For Army Specialist Eugene Cherry, the turning point in Iraq came when a demolition team destroyed a minivan full of propane tanks, then took down a nearby three-story apartment building. Cherry, an Army medic, ran to help the injured civilians, but the horror he saw stuck with him in nightmares, weight loss and depression.
When he returned from Iraq to his post at Fort Drum, New York, Cherry tried to get help but couldn't find it anywhere on the post. During a visit to his home in Chicago, he went AWOL and sought relief from clinical psychologist Hannah Frisch, who treated him for a year. Frisch diagnosed him with post-traumatic stress disorder and major depression. "This is not a borderline case," she told one reporter. After a year in treatment, Cherry returned to Fort Drum and turned himself in. Early this year, the Army brought him up on charges for a court-martial.
The case was a nightmare for everyone. Cherry risked a bad-conduct discharge, which would make him ineligible for any future veterans' benefits, including health care. The military was inviting fresh questions about its care of veterans following reports in the Washington Post on appalling conditions at Walter Reed Army Medical Center. For the Department of Veterans Affairs, there was the ominous reminder of health care that a whole generation of vets will need over many decades.
The fact is, no one was prepared for the flood of post-traumatic stress disorder cases that has developed among Iraq war veterans. According to a study published in the New England Journal of Medicine, 15 to 17 percent of these vets have suffered from PTSD, compared with 11 percent of vets who served in Afghanistan. Of those suffering from the disorder, for which researchers have found both psychological and physiological roots, fewer than 40 percent had sought care.
This whole mess has turned veterans' health care into a costly unfunded mandate for state and local governments. Medical, psychological and social problems that spill out of the military often end up in the state and local social service system.
States are already beginning to reckon with the costs. Soon after the Army announced its plans to court-martial Cherry, New York Governor Eliot Spitzer visited Fort Drum to pledge the state's support for mental health counseling. He laid out projects totaling more than $750,000 to provide counseling for family support and prevention of alcohol abuse.
But that is a token amount of money. The states currently spend $3.5 billion per year on veterans and their families. With the federal government struggling to deal with the unexpected issues of returning vets, and the high cost of their care, the state and local burden is sure to grow.

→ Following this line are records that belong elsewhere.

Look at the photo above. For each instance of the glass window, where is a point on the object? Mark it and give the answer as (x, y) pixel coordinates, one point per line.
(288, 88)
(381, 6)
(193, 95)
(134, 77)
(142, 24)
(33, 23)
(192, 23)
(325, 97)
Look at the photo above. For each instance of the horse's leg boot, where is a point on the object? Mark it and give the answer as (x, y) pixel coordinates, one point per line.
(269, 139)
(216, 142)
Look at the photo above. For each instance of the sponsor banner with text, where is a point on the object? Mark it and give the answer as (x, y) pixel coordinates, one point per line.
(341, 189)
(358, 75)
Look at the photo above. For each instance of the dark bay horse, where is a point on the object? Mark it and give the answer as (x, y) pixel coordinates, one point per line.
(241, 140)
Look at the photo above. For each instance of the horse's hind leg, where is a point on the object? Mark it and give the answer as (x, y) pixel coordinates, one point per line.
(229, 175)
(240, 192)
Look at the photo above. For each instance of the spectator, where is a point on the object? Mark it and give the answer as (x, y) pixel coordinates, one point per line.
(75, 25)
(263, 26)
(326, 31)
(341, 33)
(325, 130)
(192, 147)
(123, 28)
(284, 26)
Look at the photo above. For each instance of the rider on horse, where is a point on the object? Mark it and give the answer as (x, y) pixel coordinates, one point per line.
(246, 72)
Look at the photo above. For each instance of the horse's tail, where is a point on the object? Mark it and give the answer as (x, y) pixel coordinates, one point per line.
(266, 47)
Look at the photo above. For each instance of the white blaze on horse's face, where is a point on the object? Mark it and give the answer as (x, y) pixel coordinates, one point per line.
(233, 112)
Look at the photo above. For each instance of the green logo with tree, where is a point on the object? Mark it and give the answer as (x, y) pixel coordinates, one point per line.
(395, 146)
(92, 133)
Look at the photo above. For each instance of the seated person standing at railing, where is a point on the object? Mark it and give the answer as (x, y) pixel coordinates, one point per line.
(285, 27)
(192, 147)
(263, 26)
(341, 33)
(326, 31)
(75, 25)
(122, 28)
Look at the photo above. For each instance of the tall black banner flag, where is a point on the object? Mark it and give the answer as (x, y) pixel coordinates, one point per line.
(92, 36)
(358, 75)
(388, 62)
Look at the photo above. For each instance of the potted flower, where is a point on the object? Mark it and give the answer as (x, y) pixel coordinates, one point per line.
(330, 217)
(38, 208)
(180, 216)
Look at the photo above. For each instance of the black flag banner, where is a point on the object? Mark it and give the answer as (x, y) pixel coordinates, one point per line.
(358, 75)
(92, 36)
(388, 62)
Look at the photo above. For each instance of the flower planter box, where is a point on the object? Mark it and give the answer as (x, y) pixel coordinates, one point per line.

In part that is because states such as New York are stepping forward to plug the gap in federal programs. Many vets do not live close to a VA hospital or other federal facility. And as time goes on, the problems will ripple further through the system, much as troubled Vietnam vets helped fill homeless shelters. Dealing with Specialist Cherry and tens of thousands of his fellow soldiers will surely become one of the major social service issues for state and local governments for decades to come.
Research shows that vets tend to avoid treatment because they fear that they would be seen as weak and that their colleagues would have less confidence in them. But those who don't seek treatment often struggle for years with the consequences. The syndrome pushes many into depression, alcoholism and conflict with their families. "If I would have stayed and did the Army thing, it would have been that much worse," Cherry told a local television reporter. "I would have ended up getting in lots of trouble."
Defense Department officials believe that in all, 100,000 combat vets from Iraq and Afghanistan may eventually need psychological help. One certainty is that neither the military nor veterans hospitals are ready. That leaves states and localities no choice but to prepare themselves as best they can.